The ten feature documentaries premiering at the festival — festival screenings are split between Blackwood’s newly-opened Maxime Cinema and its historic Miner’s Institute — do more than justify the festival’s international name. Stories from Palestine, Ecuador, New Jersey, Porthcawl, and Serbia are just a few of the places the festival touches upon.

That international outlook is also backed up with a series of talks, discussions and networking events aimed at connecting Welsh filmmakers, particularly those in colleges and universities, with industry professionals and the wider world of filmmaking. Film is, ultimately perhaps, the most collaborative of all the arts. Without human connections and relationships, it struggles to grow, and getting young filmmakers to be a part of the wider film world is of utmost importance.

The importance of a sense of connection and empathy is invaluable to the act of storytelling. Take An Eye for an Eye as an example (Wednesday 5th April, 5pm, Maxime Cinema). It tells the story of Mark Stroman who in the aftermath of 9/11 went on a racially-motivated killing spree in Texas, murdering two men and seriously injuring another, believing them to be Middle-Eastern Arabs. During his years on death row, he ruminates on his actions, slowly realising the graveness what he has done and coming to renounce his previous self.

As director Ilan Ziv slowly tracks Stroman’s transformation, the sole surviving victim Rais Bhuiyan, now partially-sighted, finds out about Stroman’s change. A Bangladeshi-American Muslim, Bhuiyan decides to spearhead a campaign to have Stroman’s death sentence appealed, quoting the Qur’an: “to save one life is to save all of mankind.” In these divided times, in the aftermath of Brexit and Donald Trump’s Presidency, An Eye for an Eye’s powerful message of peace, compassion, and forgiveness is of utmost importance. To follow an individual’s transformation from a violent figure of hate to one of openness, self-realisation, and sorrow is a courageous act in and of itself.

Not all documentaries have to be as heavy however. There’s space in WIDF too for lighter, endearing work: portraits of family life, and engrossing stories of plain ordinariness. Two Worlds, directed by Maciej Adamek (Thursday 6th April, 3pm, Maxime Cinema), and Why Dragan Gathered His Band, directed by Nikola Spasić (Wednesday 5th April, 7pm, Maxime Cinema) tell stories about two very different families.

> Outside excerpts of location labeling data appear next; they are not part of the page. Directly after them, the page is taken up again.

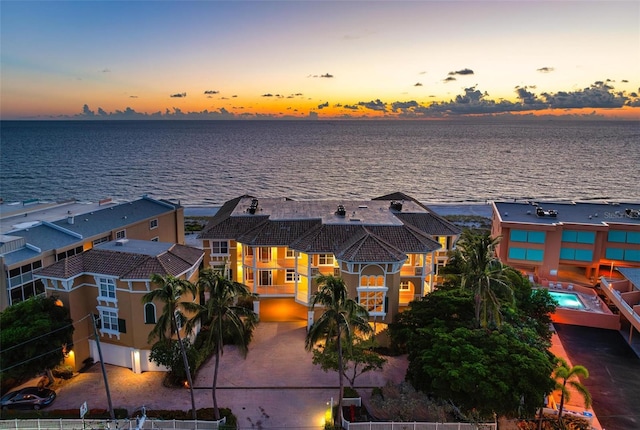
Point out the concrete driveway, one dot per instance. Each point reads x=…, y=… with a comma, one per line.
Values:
x=276, y=386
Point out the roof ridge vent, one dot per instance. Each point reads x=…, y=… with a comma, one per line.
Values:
x=396, y=205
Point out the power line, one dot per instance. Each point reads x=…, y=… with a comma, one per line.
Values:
x=44, y=335
x=36, y=357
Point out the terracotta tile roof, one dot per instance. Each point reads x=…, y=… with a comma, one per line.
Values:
x=326, y=238
x=232, y=227
x=406, y=238
x=125, y=265
x=367, y=247
x=430, y=223
x=378, y=232
x=277, y=233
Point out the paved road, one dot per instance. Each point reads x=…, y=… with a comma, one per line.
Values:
x=614, y=373
x=276, y=386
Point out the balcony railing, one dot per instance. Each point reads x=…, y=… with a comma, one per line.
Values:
x=273, y=290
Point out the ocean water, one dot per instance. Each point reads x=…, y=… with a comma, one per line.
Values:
x=208, y=162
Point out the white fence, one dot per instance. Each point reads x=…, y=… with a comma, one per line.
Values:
x=417, y=426
x=78, y=424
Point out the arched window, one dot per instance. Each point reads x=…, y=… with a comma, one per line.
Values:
x=149, y=313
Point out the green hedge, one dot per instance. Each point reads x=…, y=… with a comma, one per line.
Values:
x=205, y=414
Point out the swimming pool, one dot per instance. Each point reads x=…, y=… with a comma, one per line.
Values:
x=567, y=300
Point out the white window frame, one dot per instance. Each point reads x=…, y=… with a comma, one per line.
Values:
x=105, y=286
x=265, y=254
x=269, y=278
x=323, y=260
x=291, y=276
x=371, y=281
x=366, y=302
x=107, y=317
x=217, y=246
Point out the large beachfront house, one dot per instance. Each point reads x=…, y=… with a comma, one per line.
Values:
x=567, y=241
x=36, y=236
x=106, y=284
x=388, y=251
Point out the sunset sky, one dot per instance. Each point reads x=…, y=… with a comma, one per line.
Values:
x=325, y=59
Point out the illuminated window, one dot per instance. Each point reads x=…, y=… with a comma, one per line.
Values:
x=265, y=254
x=325, y=260
x=292, y=276
x=220, y=247
x=373, y=300
x=109, y=320
x=372, y=281
x=149, y=313
x=107, y=289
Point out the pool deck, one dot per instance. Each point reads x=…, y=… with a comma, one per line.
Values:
x=595, y=314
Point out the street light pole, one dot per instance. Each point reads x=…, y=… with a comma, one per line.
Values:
x=104, y=371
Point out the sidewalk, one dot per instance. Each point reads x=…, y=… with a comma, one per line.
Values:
x=277, y=386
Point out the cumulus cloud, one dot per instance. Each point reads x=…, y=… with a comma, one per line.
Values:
x=461, y=72
x=472, y=101
x=598, y=95
x=404, y=106
x=86, y=111
x=376, y=105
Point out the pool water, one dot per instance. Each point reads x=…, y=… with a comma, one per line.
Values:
x=567, y=300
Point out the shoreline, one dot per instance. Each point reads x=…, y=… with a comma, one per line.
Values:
x=477, y=209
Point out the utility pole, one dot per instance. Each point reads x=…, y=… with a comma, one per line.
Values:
x=104, y=371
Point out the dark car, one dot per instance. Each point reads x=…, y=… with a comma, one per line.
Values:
x=29, y=397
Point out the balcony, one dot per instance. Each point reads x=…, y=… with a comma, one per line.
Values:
x=285, y=290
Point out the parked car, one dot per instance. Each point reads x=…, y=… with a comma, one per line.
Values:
x=29, y=398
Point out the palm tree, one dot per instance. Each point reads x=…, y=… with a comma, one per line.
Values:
x=342, y=318
x=566, y=375
x=170, y=291
x=224, y=318
x=477, y=268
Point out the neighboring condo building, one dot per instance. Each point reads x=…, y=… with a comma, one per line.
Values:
x=387, y=250
x=107, y=283
x=30, y=239
x=559, y=241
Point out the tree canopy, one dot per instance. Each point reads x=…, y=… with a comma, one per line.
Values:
x=483, y=348
x=342, y=319
x=223, y=319
x=34, y=333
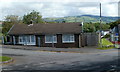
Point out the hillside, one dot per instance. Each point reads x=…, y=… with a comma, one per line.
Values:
x=84, y=18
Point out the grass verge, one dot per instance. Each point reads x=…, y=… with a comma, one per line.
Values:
x=106, y=44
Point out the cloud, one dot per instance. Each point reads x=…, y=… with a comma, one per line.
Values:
x=57, y=9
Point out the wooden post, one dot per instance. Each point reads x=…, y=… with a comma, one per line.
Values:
x=53, y=41
x=14, y=40
x=2, y=39
x=79, y=41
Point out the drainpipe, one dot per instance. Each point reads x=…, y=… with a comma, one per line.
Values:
x=53, y=41
x=3, y=39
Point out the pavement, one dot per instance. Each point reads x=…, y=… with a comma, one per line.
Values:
x=27, y=60
x=92, y=49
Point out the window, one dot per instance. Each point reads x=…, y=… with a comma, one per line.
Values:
x=32, y=39
x=68, y=38
x=20, y=39
x=50, y=39
x=28, y=39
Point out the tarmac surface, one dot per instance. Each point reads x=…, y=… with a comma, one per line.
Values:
x=32, y=59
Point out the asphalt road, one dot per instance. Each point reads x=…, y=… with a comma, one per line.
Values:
x=36, y=60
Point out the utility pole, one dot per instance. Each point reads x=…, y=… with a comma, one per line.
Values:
x=100, y=27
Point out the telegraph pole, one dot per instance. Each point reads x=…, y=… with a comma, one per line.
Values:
x=100, y=27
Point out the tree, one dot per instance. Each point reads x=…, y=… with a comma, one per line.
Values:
x=12, y=18
x=34, y=16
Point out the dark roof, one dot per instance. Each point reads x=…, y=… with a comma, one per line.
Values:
x=47, y=28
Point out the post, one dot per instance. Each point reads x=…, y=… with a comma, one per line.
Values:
x=100, y=27
x=14, y=40
x=53, y=41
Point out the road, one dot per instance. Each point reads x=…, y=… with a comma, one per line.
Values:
x=36, y=60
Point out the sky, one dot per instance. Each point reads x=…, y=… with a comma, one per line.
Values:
x=58, y=8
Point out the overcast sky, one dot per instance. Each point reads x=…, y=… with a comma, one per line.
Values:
x=57, y=8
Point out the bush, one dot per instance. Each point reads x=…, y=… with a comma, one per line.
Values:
x=106, y=36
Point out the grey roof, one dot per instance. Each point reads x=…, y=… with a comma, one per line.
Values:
x=47, y=28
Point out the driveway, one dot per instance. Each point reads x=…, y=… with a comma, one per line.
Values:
x=37, y=60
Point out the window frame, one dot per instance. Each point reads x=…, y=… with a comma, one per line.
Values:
x=70, y=40
x=53, y=41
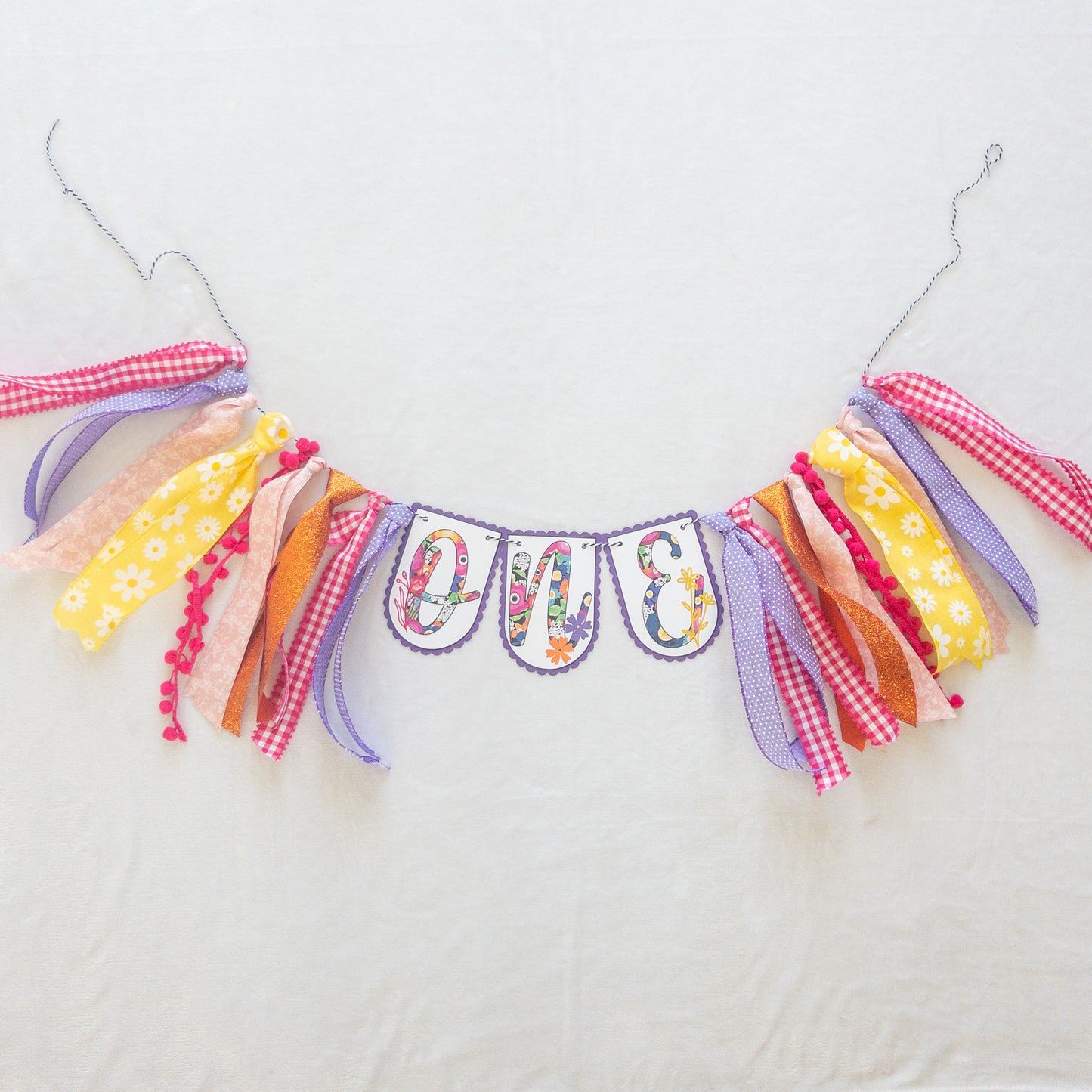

What one notices, however, is how both stories are inflected with optimism, warmth, and good humour.

Two Worlds tells the story of 12-year-old Laura, whose parents are both deaf. Acting as their guide to the outside world, interpreting and communicating for them, she has to take on a lot more responsibility than the average 12-year-old, but of course, she is still only 12 years old. She likes to play with her friends, ride her bike, and avoid working too hard at school.

Why Dragan Gathered His Band tells the story of a Roma musician in Serbia: a single parent trying to raise his three sons. All four of them are musicians and it provides the family’s main source of income. Dragan’s dream is to send them to a conservatoire so they become professionals. It’s drenched in the passion and innate sadness inherent to folk music from the Balkans, but what also comes through is Dragan’s sunny optimism, the talents of his children, and the family’s laid-back vibe.

This is just a smidgen of what will be available at WIDF this year. The problem with quality cinema today is not its production, but its distribution. The films at WIDF deserve to be seen; the crucial part is seeing them.